The shortage of Amazon research is even more serious in the other Amazonian countries: Bolivia, Colombia, Ecuador, Guyana, Peru, Surinam and Venezuela.
Brazil is responsible for 44 percent of Latin America's scientific production, according to Lima. In the articles that Val studied, he estimates that less than 10 percent were authored by scientists from the seven countries that share the Amazon with Brazil.
But according to Dennis del Castillo, president of the Peruvian government's Amazon research institute, IIAP, these statistics are not an exact reflections of the accumulated scientific knowledge in the region.
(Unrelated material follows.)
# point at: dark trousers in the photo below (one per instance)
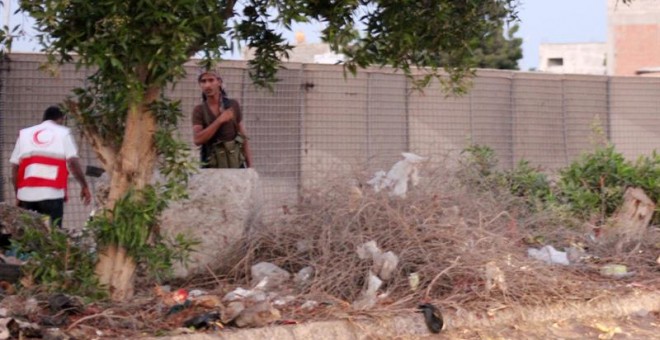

The low number of such publications by Amazonian countries is a function of "the custom of our researches to produce and store great quantities of grey information," which they don't release as scientific articles, "or they take too much time" in doing so, said the expert.
Furthermore, he added, there are few scientific journals in Spanish or Portuguese, and investments in science are scant.
In the United States, in addition to greater investment, "the researcher who does not publish is simply pushed out of the system," while in the Amazonian and Andean countries, publication of scientific articles is not seen as a measure of productivity, said Del Castillo by way of comparison.
In his opinion, it is important to attract scientists, offering them good working conditions and an interesting life, but also facilitating quality studies for "local youths with a scientific vocation, who know their biophysical surroundings and the customs of their peoples."
Another expert, Adalberto Verissimo, agrees that the lack of zeal to publish is a cultural trait, but that there is also a lack of stimulus to overcome the shortage of Brazilians and other Latin Americans in the field.
"There is a lot of specialized knowledge" that will only become useful and "exist as science" after it is published, which underscores the need for selection and systematization of information, said Verissimo, an agronomist with the non-governmental Institute of Man and the Environment in the Amazon, and author of more than 80 articles on the region.
* Mario Osava is an IPS correspondent.